To start with the obvious: the Yankees score runs. Pinstripes never fade and the Yankees rarely make outs, as they led the league in team on-base percentage and runs per game. Those numbers are not adjusted for park or completion and neither is the following factoid, which is that the Yankees had the best OPS against flyball pitchers in the league by more than .020 points.
Robinson Cano is ferocious against pitchers who get most of their outs through the skies, with a seasonal .213/.387/.571 line, marking the second consecutive season he’s posted an OPS over .900 against the flyballing family. Alex Rodriguez, Curtis Granderson, Marcus Thames (who does not figure to be in the lineup versus Lewis), Mark Teixeira, and Nick Swisher all posted OPS over. 850 versus flyball pitchers this season too. Even Derek Jeter got into the act of making baseballs chase airplanes, which isn’t too surprising given his status as a supreme groundball hitter.
This is all bad news for Lewis because he’s sort of a flyball pitcher.
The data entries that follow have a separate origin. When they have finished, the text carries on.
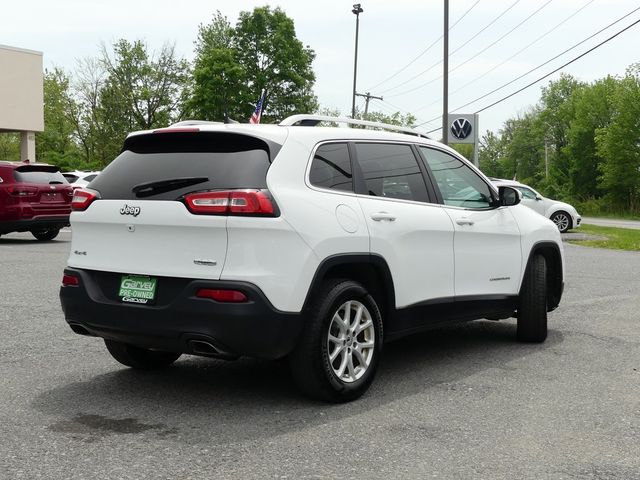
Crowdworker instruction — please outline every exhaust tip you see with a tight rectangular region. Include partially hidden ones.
[69,323,94,336]
[188,339,238,360]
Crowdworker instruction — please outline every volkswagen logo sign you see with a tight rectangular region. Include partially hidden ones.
[450,118,472,140]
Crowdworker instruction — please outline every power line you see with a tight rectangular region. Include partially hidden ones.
[379,0,524,96]
[366,0,482,92]
[385,0,552,98]
[415,13,640,127]
[473,17,640,114]
[412,0,596,114]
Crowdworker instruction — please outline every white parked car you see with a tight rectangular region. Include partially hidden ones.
[60,115,565,402]
[491,179,581,233]
[62,170,100,189]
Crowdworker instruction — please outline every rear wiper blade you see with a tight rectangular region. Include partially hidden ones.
[132,177,209,197]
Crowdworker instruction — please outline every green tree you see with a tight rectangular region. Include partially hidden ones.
[0,133,20,161]
[538,74,585,189]
[596,64,640,211]
[36,68,82,166]
[564,76,616,199]
[69,40,190,167]
[359,110,416,127]
[188,13,245,121]
[478,131,505,178]
[191,7,317,123]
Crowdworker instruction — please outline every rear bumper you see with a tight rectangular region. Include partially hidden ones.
[59,268,303,360]
[0,216,70,234]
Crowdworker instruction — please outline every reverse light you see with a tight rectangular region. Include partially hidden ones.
[196,288,248,303]
[184,190,275,216]
[62,274,80,286]
[71,188,100,211]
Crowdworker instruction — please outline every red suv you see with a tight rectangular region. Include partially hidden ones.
[0,161,73,240]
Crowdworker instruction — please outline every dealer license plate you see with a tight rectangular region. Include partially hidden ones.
[118,275,157,304]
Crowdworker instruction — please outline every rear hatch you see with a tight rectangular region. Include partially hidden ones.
[12,166,73,216]
[68,130,282,281]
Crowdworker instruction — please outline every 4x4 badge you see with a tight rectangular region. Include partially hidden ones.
[120,205,141,217]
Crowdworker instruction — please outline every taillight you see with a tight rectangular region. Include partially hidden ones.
[184,190,275,216]
[72,188,100,211]
[62,274,80,286]
[8,186,38,197]
[196,288,248,303]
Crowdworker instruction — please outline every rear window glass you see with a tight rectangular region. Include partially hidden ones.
[83,174,98,182]
[14,167,67,185]
[63,174,79,183]
[90,132,278,200]
[309,143,353,192]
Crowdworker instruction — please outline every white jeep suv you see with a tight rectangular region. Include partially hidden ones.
[60,115,565,402]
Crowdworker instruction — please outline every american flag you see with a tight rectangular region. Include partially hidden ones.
[249,90,265,124]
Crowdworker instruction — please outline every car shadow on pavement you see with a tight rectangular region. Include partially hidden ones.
[32,320,563,445]
[0,237,69,244]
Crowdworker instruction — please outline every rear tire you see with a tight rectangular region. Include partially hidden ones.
[104,339,181,370]
[289,279,383,403]
[31,227,60,241]
[517,254,548,343]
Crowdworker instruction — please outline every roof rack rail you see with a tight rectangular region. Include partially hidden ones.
[279,114,429,138]
[170,120,224,127]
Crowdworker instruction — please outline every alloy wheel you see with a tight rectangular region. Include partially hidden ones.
[327,300,376,383]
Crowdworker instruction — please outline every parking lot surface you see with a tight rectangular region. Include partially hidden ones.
[1,231,639,479]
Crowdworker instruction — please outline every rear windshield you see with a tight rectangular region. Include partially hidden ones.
[90,132,279,200]
[14,166,67,185]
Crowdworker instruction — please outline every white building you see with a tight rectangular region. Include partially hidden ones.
[0,44,44,162]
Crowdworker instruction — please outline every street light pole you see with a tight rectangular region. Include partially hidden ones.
[351,3,363,119]
[442,0,449,145]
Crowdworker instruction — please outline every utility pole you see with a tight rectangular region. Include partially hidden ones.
[355,92,383,115]
[544,141,549,178]
[442,0,449,145]
[351,4,363,118]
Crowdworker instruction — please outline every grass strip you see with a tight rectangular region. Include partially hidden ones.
[568,224,640,251]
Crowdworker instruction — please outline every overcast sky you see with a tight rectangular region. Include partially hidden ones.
[2,0,639,136]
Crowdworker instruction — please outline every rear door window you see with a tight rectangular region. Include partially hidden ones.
[354,143,429,202]
[90,132,279,200]
[309,143,353,192]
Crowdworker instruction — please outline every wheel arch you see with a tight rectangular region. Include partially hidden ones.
[521,241,564,311]
[302,254,396,322]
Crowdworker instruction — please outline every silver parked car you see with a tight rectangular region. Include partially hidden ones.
[491,179,581,233]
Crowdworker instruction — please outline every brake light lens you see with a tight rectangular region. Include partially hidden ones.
[196,288,248,303]
[72,188,99,211]
[153,127,200,134]
[62,274,80,286]
[184,190,275,216]
[8,186,38,197]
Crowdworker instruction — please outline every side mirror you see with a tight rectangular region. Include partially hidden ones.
[535,195,543,201]
[498,186,521,206]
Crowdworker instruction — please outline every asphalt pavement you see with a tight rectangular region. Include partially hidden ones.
[1,231,639,479]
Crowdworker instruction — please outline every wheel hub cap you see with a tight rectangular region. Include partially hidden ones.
[327,300,376,384]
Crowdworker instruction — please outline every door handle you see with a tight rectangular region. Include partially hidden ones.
[371,212,396,222]
[455,218,474,226]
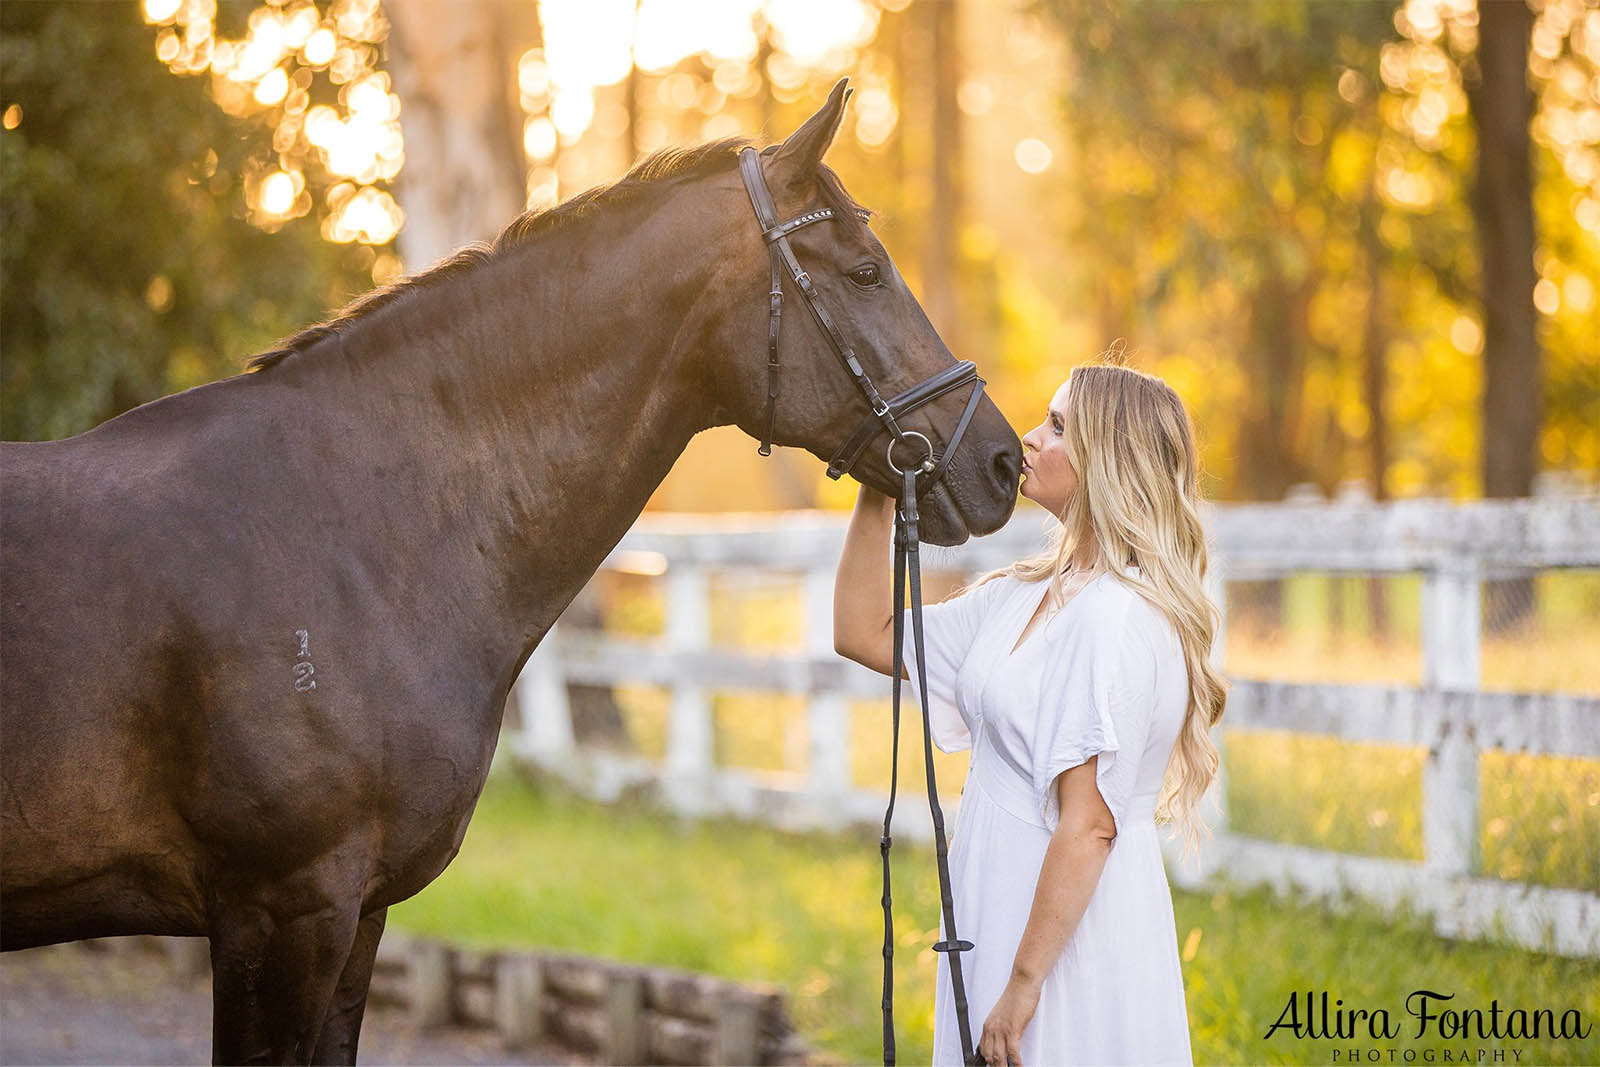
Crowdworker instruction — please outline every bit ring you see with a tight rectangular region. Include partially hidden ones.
[886,431,936,476]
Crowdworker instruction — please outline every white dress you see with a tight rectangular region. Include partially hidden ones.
[901,567,1194,1067]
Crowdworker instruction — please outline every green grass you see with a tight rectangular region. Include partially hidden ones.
[1479,751,1600,889]
[1222,732,1600,891]
[390,770,1600,1066]
[1224,731,1426,861]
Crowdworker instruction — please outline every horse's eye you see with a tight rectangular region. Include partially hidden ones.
[848,264,881,288]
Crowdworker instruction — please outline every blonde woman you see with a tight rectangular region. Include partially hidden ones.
[834,359,1226,1067]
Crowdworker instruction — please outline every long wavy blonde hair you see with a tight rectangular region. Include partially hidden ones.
[970,353,1227,855]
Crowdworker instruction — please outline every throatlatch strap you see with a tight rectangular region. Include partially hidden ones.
[884,465,981,1067]
[759,248,783,455]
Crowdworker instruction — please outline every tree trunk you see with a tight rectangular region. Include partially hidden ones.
[624,0,642,165]
[923,0,964,354]
[1466,0,1541,502]
[1360,182,1391,637]
[383,0,530,270]
[1465,0,1540,631]
[1238,273,1312,502]
[755,14,776,140]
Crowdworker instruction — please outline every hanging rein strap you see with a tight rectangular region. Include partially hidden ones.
[885,461,981,1067]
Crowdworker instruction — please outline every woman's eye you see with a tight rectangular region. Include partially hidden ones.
[848,264,881,288]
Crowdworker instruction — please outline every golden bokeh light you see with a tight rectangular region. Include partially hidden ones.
[146,0,892,246]
[145,0,402,247]
[523,117,558,162]
[253,67,288,106]
[1014,137,1053,175]
[303,27,336,67]
[258,170,297,217]
[1533,277,1562,315]
[143,0,182,24]
[1563,272,1596,314]
[957,78,994,117]
[854,83,897,148]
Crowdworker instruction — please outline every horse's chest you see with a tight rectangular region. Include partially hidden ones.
[367,697,503,896]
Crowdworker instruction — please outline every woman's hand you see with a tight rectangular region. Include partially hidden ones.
[977,975,1041,1066]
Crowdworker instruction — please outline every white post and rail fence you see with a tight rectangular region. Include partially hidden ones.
[507,496,1600,959]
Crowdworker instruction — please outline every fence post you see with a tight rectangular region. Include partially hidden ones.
[1420,556,1481,877]
[411,939,454,1027]
[605,970,647,1065]
[714,991,762,1066]
[1203,557,1229,840]
[516,622,575,763]
[495,953,545,1048]
[804,566,852,812]
[665,563,714,814]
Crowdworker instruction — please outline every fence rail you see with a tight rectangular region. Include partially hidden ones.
[508,496,1600,958]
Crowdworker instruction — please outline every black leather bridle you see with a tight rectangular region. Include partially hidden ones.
[738,148,985,486]
[739,146,984,1067]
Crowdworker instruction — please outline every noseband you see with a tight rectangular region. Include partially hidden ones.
[738,146,984,1067]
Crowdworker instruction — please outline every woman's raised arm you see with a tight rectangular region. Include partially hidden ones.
[832,485,905,678]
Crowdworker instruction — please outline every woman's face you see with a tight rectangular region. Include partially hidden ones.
[1019,381,1078,518]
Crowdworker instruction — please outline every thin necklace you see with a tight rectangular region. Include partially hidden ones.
[1049,563,1099,611]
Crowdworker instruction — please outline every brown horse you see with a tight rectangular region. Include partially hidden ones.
[0,82,1021,1063]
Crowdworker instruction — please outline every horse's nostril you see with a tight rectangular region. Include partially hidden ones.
[991,445,1020,490]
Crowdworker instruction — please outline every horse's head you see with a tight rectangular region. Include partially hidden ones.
[695,80,1021,546]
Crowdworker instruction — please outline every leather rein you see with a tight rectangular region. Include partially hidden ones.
[738,146,984,1067]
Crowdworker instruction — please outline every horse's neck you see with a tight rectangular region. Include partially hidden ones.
[286,215,720,684]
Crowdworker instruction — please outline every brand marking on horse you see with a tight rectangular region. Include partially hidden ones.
[293,629,317,692]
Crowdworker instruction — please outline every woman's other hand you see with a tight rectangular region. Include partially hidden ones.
[977,975,1040,1066]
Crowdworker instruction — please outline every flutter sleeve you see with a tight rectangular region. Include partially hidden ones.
[1032,600,1162,837]
[899,575,1009,754]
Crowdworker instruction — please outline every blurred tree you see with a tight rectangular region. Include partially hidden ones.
[1384,0,1600,629]
[383,0,533,268]
[1468,1,1542,503]
[1043,0,1597,507]
[0,1,370,442]
[1041,0,1401,502]
[1388,0,1598,500]
[923,0,964,354]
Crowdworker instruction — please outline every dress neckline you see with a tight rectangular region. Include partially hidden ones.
[1005,566,1140,658]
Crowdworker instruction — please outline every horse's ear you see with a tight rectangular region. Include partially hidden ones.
[769,78,852,193]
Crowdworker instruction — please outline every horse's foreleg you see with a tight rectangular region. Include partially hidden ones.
[209,898,362,1065]
[310,906,387,1066]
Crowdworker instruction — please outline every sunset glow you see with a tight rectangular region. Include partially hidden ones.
[527,0,879,148]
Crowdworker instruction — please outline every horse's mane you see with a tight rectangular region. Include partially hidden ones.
[246,137,873,373]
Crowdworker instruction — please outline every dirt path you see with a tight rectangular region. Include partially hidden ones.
[0,942,589,1066]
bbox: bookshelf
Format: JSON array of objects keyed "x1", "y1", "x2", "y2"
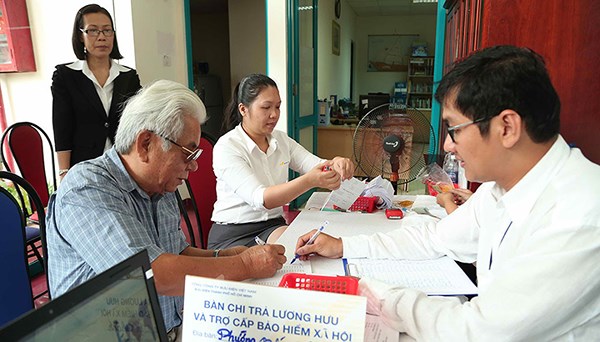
[{"x1": 407, "y1": 57, "x2": 434, "y2": 111}]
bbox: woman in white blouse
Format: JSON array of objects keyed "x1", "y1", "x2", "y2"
[{"x1": 208, "y1": 74, "x2": 354, "y2": 249}]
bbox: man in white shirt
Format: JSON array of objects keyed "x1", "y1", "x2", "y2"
[{"x1": 295, "y1": 45, "x2": 600, "y2": 340}]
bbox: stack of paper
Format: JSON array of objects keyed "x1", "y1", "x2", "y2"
[{"x1": 344, "y1": 256, "x2": 477, "y2": 296}]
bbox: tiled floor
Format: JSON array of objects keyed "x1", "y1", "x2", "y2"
[{"x1": 31, "y1": 272, "x2": 50, "y2": 308}]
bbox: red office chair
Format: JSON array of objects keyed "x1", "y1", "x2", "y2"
[
  {"x1": 176, "y1": 132, "x2": 217, "y2": 249},
  {"x1": 1, "y1": 122, "x2": 57, "y2": 209}
]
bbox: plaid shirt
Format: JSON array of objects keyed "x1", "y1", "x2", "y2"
[{"x1": 47, "y1": 148, "x2": 188, "y2": 331}]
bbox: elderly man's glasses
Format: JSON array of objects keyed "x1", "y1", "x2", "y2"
[
  {"x1": 80, "y1": 28, "x2": 115, "y2": 37},
  {"x1": 152, "y1": 131, "x2": 202, "y2": 162},
  {"x1": 445, "y1": 116, "x2": 492, "y2": 143}
]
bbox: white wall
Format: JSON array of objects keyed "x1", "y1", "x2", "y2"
[
  {"x1": 317, "y1": 0, "x2": 356, "y2": 102},
  {"x1": 265, "y1": 0, "x2": 288, "y2": 132},
  {"x1": 130, "y1": 0, "x2": 188, "y2": 85},
  {"x1": 355, "y1": 14, "x2": 436, "y2": 98}
]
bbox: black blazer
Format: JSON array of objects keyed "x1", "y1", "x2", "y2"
[{"x1": 51, "y1": 62, "x2": 141, "y2": 166}]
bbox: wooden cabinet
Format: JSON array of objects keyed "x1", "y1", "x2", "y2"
[
  {"x1": 317, "y1": 126, "x2": 355, "y2": 162},
  {"x1": 0, "y1": 0, "x2": 36, "y2": 72},
  {"x1": 442, "y1": 0, "x2": 600, "y2": 164}
]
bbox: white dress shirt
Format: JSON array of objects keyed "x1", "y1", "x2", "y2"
[
  {"x1": 343, "y1": 135, "x2": 600, "y2": 341},
  {"x1": 212, "y1": 125, "x2": 323, "y2": 224}
]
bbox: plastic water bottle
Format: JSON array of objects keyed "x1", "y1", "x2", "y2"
[{"x1": 443, "y1": 152, "x2": 459, "y2": 185}]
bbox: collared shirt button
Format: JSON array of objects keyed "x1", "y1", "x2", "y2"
[{"x1": 104, "y1": 122, "x2": 109, "y2": 128}]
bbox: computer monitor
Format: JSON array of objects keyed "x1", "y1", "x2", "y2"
[
  {"x1": 0, "y1": 250, "x2": 168, "y2": 341},
  {"x1": 359, "y1": 93, "x2": 390, "y2": 118}
]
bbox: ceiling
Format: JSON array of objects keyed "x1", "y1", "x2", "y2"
[
  {"x1": 347, "y1": 0, "x2": 438, "y2": 16},
  {"x1": 189, "y1": 0, "x2": 438, "y2": 16}
]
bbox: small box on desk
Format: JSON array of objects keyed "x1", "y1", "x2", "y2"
[{"x1": 318, "y1": 100, "x2": 331, "y2": 126}]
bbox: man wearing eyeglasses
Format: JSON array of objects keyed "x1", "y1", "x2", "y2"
[
  {"x1": 47, "y1": 80, "x2": 287, "y2": 336},
  {"x1": 294, "y1": 46, "x2": 600, "y2": 340}
]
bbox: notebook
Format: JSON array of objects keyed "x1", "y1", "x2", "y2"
[
  {"x1": 0, "y1": 250, "x2": 168, "y2": 341},
  {"x1": 343, "y1": 256, "x2": 478, "y2": 296}
]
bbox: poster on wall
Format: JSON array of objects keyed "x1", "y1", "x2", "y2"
[
  {"x1": 332, "y1": 20, "x2": 341, "y2": 56},
  {"x1": 367, "y1": 34, "x2": 419, "y2": 72}
]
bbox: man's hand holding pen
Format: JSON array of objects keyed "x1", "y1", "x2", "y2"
[{"x1": 294, "y1": 231, "x2": 344, "y2": 261}]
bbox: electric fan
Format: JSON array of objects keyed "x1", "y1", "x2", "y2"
[{"x1": 352, "y1": 104, "x2": 436, "y2": 193}]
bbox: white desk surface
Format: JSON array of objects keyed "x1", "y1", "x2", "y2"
[
  {"x1": 275, "y1": 192, "x2": 442, "y2": 342},
  {"x1": 276, "y1": 192, "x2": 418, "y2": 275}
]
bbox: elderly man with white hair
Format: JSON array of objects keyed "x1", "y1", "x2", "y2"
[{"x1": 47, "y1": 80, "x2": 286, "y2": 338}]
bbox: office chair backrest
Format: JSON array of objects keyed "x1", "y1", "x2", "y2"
[
  {"x1": 175, "y1": 186, "x2": 199, "y2": 248},
  {"x1": 0, "y1": 171, "x2": 50, "y2": 299},
  {"x1": 188, "y1": 133, "x2": 217, "y2": 248},
  {"x1": 0, "y1": 186, "x2": 34, "y2": 326},
  {"x1": 0, "y1": 122, "x2": 56, "y2": 209}
]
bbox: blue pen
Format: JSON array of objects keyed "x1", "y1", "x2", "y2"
[{"x1": 290, "y1": 220, "x2": 329, "y2": 264}]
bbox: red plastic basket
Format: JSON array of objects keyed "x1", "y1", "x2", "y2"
[
  {"x1": 278, "y1": 273, "x2": 358, "y2": 295},
  {"x1": 334, "y1": 196, "x2": 377, "y2": 213}
]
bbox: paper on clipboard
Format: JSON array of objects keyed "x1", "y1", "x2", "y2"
[
  {"x1": 325, "y1": 177, "x2": 367, "y2": 210},
  {"x1": 343, "y1": 257, "x2": 478, "y2": 296}
]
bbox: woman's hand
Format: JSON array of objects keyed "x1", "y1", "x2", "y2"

Not for his career (1.01 GB/FB and 38.7% FB) but over his last 230 or so innings pitched his flyball rate has sat around 44-46%. Lewis is probably a bit better than the typical flyball pitcher the Yankees have faced. Besides, anything can happen in a single game or short series. In more direct terms: a Yankee-thumping is not guaranteed.
One thing Lewis could benefit from is not seeing the Yankees this season. Of course, it’s not like the Yankees are in the dark about what Lewis throws or where he throws it, they just don’t hold the password to Lewis’ home alarm system like a certain Mr. Cistulli.